Mas ele queria continuar
Escoteiro. Sabia que mesmo com um ele podia ser. Foi Miro antes de ir embora
quem disse que onde houver um Escoteiro tem uma Tropa. Ele não sabia o que era
Tropa, mas sabia que podia continuar amando sua patrulha e o escotismo. Um
sábado bem tarde apareceu um Escoteiro bem mais velho. Já com seus dezesseis
anos. Procurou João de Deus. Disse para ele que se chamava Rael. Não podia
ficar ali, pois o Diretor do Hospital proibiu. Achava que a patrulha estava prejudicando
muitos os meninos doentes e eles no último momento sempre pediam para dar o
ultimo grito de patrulha. Era impossível. Isto não ajuda contou Leo o Sênior. –
João, estou aqui a pedido de patrulha Tico-Tico. Ela está na porta do hospital.
Não deixaram eles entrarem. Só eu e me pediram para sair logo. Mandaram
entregar para você o Livro do Fundador do Escotismo. Baden-Powell O Escotismo
Para Rapazes. Eu mesmo comprei outro para presenteá-lo. O Caminho para o
sucesso também de B-P.
Leo partiu e João de Deus
começou a ler os livros que fizeram dele um Escoteiro diferente. Agora conhecia
tudo porque ele deveria ter sido um. Deveria ter acampado, deveria ter
conhecido trilhas e montes, deveria ter subido nos mais altos picos, deveria
ter acampado nas mais lindas florestas do Brasil. Seu sonho era sentar em volta
de um fogo, bater palmas, cantar sorrir e representar uma bela esquete. Quase não jantou naquele dia. Quando a luz
apagou ele chorou. Não queria parar de ler. Nunca na vida se sentiu assim.

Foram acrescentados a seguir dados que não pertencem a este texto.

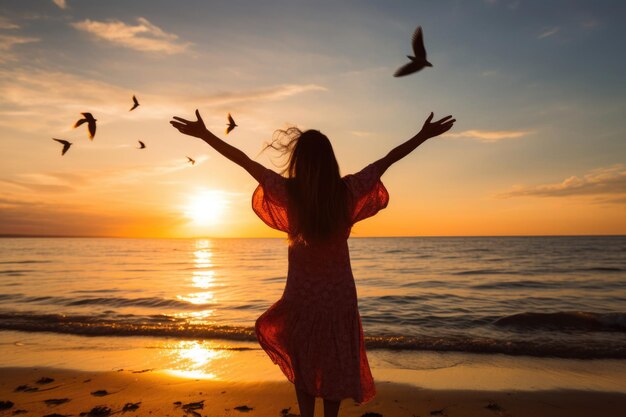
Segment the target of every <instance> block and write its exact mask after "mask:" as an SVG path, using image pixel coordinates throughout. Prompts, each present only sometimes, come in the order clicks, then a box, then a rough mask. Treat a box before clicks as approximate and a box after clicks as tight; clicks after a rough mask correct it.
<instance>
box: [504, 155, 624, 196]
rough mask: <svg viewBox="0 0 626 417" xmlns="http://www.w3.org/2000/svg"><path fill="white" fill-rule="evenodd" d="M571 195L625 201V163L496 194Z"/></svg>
mask: <svg viewBox="0 0 626 417" xmlns="http://www.w3.org/2000/svg"><path fill="white" fill-rule="evenodd" d="M571 196H602V201H603V202H609V203H616V204H622V203H624V202H626V165H623V164H617V165H613V166H610V167H604V168H597V169H594V170H592V171H589V172H588V173H587V174H585V175H583V176H582V177H577V176H571V177H569V178H566V179H565V180H563V181H561V182H558V183H552V184H540V185H527V186H525V185H519V186H515V187H513V189H512V190H510V191H507V192H505V193H501V194H499V195H497V197H500V198H511V197H571Z"/></svg>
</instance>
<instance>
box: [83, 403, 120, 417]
mask: <svg viewBox="0 0 626 417" xmlns="http://www.w3.org/2000/svg"><path fill="white" fill-rule="evenodd" d="M111 413H112V410H111V409H110V408H109V407H107V406H106V405H99V406H97V407H94V408H92V409H91V410H89V411H83V412H82V413H80V415H81V416H84V417H107V416H110V415H111Z"/></svg>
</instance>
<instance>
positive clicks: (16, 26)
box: [0, 16, 20, 30]
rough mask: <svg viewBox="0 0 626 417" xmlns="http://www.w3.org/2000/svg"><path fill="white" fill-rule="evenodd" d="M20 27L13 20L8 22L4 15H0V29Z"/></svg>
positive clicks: (8, 28)
mask: <svg viewBox="0 0 626 417" xmlns="http://www.w3.org/2000/svg"><path fill="white" fill-rule="evenodd" d="M19 28H20V27H19V26H18V25H16V24H15V23H13V22H10V21H9V19H7V18H6V17H4V16H0V29H9V30H10V29H19Z"/></svg>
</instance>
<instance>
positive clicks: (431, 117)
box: [375, 112, 456, 175]
mask: <svg viewBox="0 0 626 417" xmlns="http://www.w3.org/2000/svg"><path fill="white" fill-rule="evenodd" d="M432 120H433V113H432V112H431V113H430V116H428V119H426V121H425V122H424V126H422V130H420V131H419V133H418V134H416V135H415V136H413V137H412V138H411V139H409V140H407V141H406V142H404V143H403V144H401V145H398V146H396V147H395V148H393V149H392V150H391V151H390V152H389V153H388V154H387V155H386V156H385V157H384V158H381V159H379V160H378V161H376V162H375V164H376V165H377V166H378V172H379V174H380V175H383V173H384V172H385V171H386V170H387V168H389V167H390V166H391V165H393V164H394V163H396V162H398V161H399V160H400V159H402V158H404V157H405V156H407V155H408V154H410V153H411V152H413V151H414V150H415V148H417V147H418V146H420V145H421V144H422V143H424V142H425V141H426V140H428V139H430V138H433V137H435V136H439V135H441V134H442V133H445V132H447V131H448V130H450V128H451V127H452V125H453V124H454V122H456V119H453V118H452V116H446V117H444V118H443V119H440V120H437V121H436V122H432V123H431V121H432Z"/></svg>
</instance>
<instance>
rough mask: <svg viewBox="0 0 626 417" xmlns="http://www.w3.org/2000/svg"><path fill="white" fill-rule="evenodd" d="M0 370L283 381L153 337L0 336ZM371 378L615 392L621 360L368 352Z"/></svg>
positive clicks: (260, 372)
mask: <svg viewBox="0 0 626 417" xmlns="http://www.w3.org/2000/svg"><path fill="white" fill-rule="evenodd" d="M0 340H1V342H0V357H2V358H3V361H2V366H3V367H21V368H37V367H39V368H40V367H45V368H60V369H71V370H75V371H77V372H107V371H117V370H118V369H126V370H132V371H137V370H144V369H151V370H156V371H159V372H162V373H169V374H170V375H173V376H178V377H185V378H193V379H203V380H221V381H228V382H241V383H252V382H281V381H284V380H285V377H284V376H283V374H282V373H281V372H280V370H279V368H278V366H276V365H274V364H273V363H272V361H271V360H270V359H269V357H268V356H267V355H266V354H265V352H264V351H263V350H262V349H261V348H260V347H259V346H258V345H257V344H254V343H248V342H234V341H227V340H195V341H190V340H176V339H172V338H169V339H168V338H154V337H139V336H136V337H124V338H115V337H97V338H94V337H86V336H73V335H59V334H56V333H26V332H16V331H0ZM367 355H368V360H369V363H370V367H371V369H372V374H373V376H374V380H375V381H377V382H379V383H387V382H390V383H400V384H409V385H412V386H413V387H418V388H420V389H431V390H440V389H444V390H448V389H455V390H482V391H507V390H517V391H541V390H579V391H595V392H611V391H615V392H621V393H622V394H626V386H624V384H623V383H622V382H621V381H624V379H625V378H626V361H623V360H604V359H597V360H589V359H586V360H582V359H557V358H535V357H525V356H508V355H502V354H470V353H458V352H427V351H392V350H375V351H368V353H367Z"/></svg>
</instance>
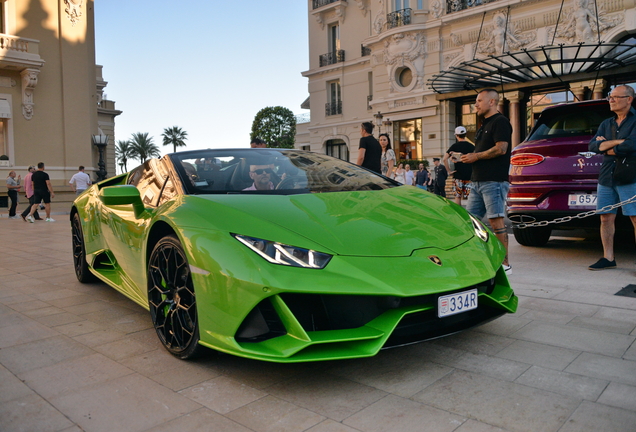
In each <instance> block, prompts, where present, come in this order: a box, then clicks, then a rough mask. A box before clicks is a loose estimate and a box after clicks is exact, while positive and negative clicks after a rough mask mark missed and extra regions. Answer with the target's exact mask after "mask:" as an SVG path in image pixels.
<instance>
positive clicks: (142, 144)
mask: <svg viewBox="0 0 636 432" xmlns="http://www.w3.org/2000/svg"><path fill="white" fill-rule="evenodd" d="M152 139H153V138H152V137H149V136H148V132H144V133H142V132H137V133H134V134H132V138H131V139H130V146H131V148H132V151H133V157H134V158H135V159H139V160H140V161H141V163H145V162H146V161H147V160H148V159H150V158H152V157H159V156H161V152H160V151H159V147H157V145H156V144H155V143H154V142H152Z"/></svg>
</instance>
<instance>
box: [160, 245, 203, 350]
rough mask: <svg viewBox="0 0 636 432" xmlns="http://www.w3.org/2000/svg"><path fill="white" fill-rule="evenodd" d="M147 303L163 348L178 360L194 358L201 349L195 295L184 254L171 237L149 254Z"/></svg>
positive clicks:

Fechou os olhos devagar. Suas lagrimas caiam sobre a cama. Sentiu uma luz
azulada entrar no quarto. Viu um velhinho sorrindo para ele. Parou ao pé da sua
cama. Falou pausadamente o lema Escoteiro – Sempre Alerta João de Deus. Quer ir
comigo para o Grande Acampamento do céu? João de Deus parou de chorar. Olhou
para um lado e outro e viu centenas de patrulhas formadas. Havia uma, um jovem
sorrindo chegou até ele: - João vim buscar você. Era Miro. A Patrulha Tico-Tico
não é a mesma desde que você foi morar na terra!
Na vida real ninguém viu
uma enorme nuvem brilhante e alva sobre o Hospital. Uma linda estrela esperava
o menino João de Deus. O Doutor Tavares sentiu um calafrio. Correu até a
enfermaria e viu João de Deus de olhos fechados e sorrindo. Viu que ele estava
morto. Ninguem viu seu último suspiro, mas o Doutor Tavares sorriu pensando que
João de Deus morreu feliz. Na porta do hospital uma multidão de escoteiros de
mãos entrelaçadas cantava uma canção estranha para ele. Diziam que não era mais
que um até logo, não mais que um breve adeus. Completavam dizendo que breve
muito breve todos iriam se encontrar nos braços do Senhor.